NTSB Releases New Data On AUS Near-Collision


The National Transportation Safety Board (NTSB) released new details in its ongoing investigation of a near-collision between a Southwest Airlines Boeing 737 and a FedEx Boeing 767 cargo plane at Austin-Bergstrom International Airport (AUS), Texas, earlier this year.

The agency collected roughly 3,000 pages of transcripts from interviews with the involved pilots and controllers and other factual data from the incident, which occurred on Feb. 4. The close call is one of several the NTSB has been investigating this year.

Findings confirmed it was the FedEx pilot, not ATC, who narrowly averted disaster when he saw the silhouette of the Southwest aircraft and called for the go-around. In the interview with investigators, FedEx Captain Hugo Carvajal III said he was “annoyed” and “perplexed” when the controller cleared Southwest to take off from the runway he was approaching, noting his initial reaction was an expletive to the effect of “What’s he doing?” according to a report from AP.

Other details revealed Damian Campbell, a U.S. Navy veteran and controller for 13 years, was on duty at the time of the incident. Campbell said he had been on a mandatory six-day workweek. During questioning with investigators, Campbell noted the dense fog that morning and said he could not see the Southwest aircraft from the tower. Campbell told investigators he anticipated a quicker takeoff by the Southwest crew before the FedEx aircraft reached the runway. But in hindsight, he said, he could have made the Southwest aircraft wait.
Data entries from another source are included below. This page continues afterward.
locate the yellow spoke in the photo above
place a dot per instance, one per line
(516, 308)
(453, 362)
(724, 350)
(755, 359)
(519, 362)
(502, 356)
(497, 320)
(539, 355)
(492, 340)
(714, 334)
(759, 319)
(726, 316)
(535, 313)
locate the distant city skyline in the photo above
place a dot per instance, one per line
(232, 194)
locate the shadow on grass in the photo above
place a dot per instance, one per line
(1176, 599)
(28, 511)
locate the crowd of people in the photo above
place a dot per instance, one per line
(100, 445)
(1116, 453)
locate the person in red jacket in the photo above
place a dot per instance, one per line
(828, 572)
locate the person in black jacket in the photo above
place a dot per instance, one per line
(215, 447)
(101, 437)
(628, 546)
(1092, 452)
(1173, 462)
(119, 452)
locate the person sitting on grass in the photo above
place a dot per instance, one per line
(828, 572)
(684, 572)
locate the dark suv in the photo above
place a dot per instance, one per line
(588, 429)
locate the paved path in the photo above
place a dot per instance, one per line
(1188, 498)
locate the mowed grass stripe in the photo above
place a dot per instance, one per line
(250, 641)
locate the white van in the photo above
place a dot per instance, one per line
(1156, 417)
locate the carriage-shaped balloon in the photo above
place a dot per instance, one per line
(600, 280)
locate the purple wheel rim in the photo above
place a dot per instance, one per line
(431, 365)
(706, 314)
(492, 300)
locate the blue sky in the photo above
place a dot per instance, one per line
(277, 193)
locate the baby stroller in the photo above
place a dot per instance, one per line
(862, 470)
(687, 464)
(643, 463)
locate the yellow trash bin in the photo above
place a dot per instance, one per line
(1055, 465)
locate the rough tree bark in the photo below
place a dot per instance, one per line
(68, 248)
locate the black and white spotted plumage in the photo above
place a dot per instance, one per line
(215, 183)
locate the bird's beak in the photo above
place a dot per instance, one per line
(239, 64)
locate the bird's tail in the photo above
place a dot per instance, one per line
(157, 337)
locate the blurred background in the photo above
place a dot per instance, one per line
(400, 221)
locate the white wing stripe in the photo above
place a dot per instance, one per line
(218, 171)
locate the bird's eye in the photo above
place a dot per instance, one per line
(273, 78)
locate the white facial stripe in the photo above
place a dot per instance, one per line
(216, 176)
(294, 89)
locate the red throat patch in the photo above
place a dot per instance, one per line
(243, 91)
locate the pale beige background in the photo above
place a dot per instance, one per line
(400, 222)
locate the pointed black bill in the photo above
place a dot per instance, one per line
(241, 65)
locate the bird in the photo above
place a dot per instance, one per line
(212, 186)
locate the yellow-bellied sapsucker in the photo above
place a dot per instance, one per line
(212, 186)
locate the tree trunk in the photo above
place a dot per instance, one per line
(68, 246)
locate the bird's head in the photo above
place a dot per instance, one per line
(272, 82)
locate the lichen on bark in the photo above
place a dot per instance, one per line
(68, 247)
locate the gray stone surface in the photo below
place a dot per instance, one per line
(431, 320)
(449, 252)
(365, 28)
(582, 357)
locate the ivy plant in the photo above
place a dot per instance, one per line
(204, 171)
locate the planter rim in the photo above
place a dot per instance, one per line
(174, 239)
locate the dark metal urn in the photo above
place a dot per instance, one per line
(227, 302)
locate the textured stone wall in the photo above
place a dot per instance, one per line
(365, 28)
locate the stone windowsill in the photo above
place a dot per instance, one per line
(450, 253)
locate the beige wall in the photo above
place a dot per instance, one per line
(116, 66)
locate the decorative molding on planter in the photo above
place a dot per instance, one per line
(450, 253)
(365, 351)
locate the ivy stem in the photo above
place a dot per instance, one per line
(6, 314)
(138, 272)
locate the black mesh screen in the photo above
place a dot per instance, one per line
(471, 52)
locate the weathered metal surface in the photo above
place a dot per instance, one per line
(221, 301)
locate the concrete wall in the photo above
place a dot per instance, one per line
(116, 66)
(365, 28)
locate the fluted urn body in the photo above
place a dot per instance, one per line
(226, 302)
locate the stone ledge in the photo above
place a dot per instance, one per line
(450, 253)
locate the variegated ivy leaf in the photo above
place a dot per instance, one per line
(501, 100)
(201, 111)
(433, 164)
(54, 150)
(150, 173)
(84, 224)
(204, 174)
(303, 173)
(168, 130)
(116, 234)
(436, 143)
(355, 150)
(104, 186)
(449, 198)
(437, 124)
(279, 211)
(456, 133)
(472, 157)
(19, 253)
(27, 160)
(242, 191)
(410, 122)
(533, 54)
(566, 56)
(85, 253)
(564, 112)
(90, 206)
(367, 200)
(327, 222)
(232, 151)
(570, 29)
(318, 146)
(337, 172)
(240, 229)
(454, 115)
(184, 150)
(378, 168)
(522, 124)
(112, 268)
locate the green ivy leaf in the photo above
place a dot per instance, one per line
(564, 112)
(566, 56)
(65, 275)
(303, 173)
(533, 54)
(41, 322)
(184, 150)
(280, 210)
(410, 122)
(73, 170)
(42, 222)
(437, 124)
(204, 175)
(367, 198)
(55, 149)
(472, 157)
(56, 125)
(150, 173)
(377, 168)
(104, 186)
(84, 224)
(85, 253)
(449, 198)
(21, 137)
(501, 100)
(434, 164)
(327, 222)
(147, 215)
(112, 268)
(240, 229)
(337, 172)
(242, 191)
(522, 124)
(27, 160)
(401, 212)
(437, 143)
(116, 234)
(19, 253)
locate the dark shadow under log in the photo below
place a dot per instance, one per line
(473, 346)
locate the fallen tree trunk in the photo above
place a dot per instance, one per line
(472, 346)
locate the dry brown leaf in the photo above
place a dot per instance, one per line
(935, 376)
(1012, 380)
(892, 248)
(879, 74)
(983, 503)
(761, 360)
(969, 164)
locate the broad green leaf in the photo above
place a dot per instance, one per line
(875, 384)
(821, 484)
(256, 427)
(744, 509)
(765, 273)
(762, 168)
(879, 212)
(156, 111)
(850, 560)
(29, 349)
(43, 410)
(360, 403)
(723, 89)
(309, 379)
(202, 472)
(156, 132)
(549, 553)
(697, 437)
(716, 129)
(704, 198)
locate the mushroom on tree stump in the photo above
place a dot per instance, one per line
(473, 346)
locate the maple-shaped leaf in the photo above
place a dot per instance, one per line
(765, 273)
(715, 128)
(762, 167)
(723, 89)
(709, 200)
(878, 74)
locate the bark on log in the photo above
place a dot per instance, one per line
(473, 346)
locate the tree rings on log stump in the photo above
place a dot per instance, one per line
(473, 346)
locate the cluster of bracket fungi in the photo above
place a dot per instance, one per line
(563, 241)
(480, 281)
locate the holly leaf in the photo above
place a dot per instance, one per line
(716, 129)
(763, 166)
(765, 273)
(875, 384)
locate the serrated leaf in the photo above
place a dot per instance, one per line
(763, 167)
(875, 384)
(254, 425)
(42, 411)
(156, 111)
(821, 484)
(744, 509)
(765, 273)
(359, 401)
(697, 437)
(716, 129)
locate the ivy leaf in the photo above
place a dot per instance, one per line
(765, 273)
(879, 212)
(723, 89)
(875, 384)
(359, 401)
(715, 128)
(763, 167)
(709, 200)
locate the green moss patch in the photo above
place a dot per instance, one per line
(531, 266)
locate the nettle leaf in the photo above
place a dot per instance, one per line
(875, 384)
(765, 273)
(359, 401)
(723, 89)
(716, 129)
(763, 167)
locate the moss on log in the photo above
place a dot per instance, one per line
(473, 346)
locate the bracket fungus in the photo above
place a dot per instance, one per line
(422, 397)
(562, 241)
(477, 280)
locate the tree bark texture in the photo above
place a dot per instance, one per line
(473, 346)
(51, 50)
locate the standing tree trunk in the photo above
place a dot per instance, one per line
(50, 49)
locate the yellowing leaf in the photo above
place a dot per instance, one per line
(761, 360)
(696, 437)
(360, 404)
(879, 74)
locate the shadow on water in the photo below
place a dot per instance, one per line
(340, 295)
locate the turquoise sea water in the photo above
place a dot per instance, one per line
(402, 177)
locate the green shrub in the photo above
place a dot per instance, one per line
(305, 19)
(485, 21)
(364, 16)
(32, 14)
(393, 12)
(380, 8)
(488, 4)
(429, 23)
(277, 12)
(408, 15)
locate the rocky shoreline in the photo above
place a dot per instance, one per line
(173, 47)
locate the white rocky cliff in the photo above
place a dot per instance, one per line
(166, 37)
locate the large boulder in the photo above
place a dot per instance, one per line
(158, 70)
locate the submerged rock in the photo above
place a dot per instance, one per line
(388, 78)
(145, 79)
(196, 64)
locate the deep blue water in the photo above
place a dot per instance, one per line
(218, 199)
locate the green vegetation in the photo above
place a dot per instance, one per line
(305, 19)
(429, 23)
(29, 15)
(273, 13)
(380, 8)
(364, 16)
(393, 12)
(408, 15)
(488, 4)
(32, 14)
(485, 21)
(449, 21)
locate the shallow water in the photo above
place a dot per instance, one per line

A probable cause has not yet been released but is expected early next year. 

Amelia Walsh
Amelia Walsh is a private pilot who enjoys flying her family’s Columbia 350. She is based in Colorado and loves all things outdoors including skiing, hiking, and camping.


  1. Wow, a controller for 13 years? navy and faa. this guy needs to go back to the faa academy and start over. 1/4 mi vis in fog. cleared swa for takeoff with fedex on a 3 mi final. couldnt see either plane . no asde x. just a twr radar display. admitted that he didnt hear the swa spool up. then seperate the planes and do something! swa took longer to taxi and line up due to the fog. this is incredible incompetence. that the swa and fedex pilots had to go thru all the reports, interviews, scrutiny and bs is pathetic.
    the fed ex capt saved the day , wow this was close 100 ft. subtract the landing gear of fedex and tail height of the swa, more like fifty feet of clearance.
    reading the reports in the ntsb report on the facility and logs.
    looks like this guy damien campbell 43, on a overtime day shift. all alone in the twr cab, all positions combined up. including cic, controller in charge. nobody to supervise
    this nucklehead . a sad state of affairs.

    who am i to judge ?
    a 38 yr veteran controller
    10 yrs usaf atc
    28 yrs faa retired

    twrs, tracons, center. cpc, flm (supe), acting mgr of a up/down

    the whole state of atc faa is on the verge of a castrophe.
    i retired 7 yrs ago at the magic 56
    was glad to go
    had enough of stupidity of faa mgmt all the way to the top
    in the last 15 yrs utter stupidity of hiring candidates, todays world of passing everyone
    sending untrainable candidates to top level 12 facilities, burning out controllers trying to train them, one error and you lose your chance of any bonus for the year.
    passing people when they should be given their termination papers.
    hiring off the street, checking boxes instead of ability. should be hiring the ex military controllers first, same book same rules, faa 7110.65 , then the cti candidates.
    why hire off the street? this has all been reported on here before, faa hr-1 now retired,
    need to diversify the twr cabs tracons and centers. what a failure.
    when i started my career in 1980 the military atc academys very tough. faa oke city academy very tough. now anyone gets a diploma cert and trophy.
    what have we become? this is a sad state of affairs.
    many atc of my generation are saddened to see what has become of a great career.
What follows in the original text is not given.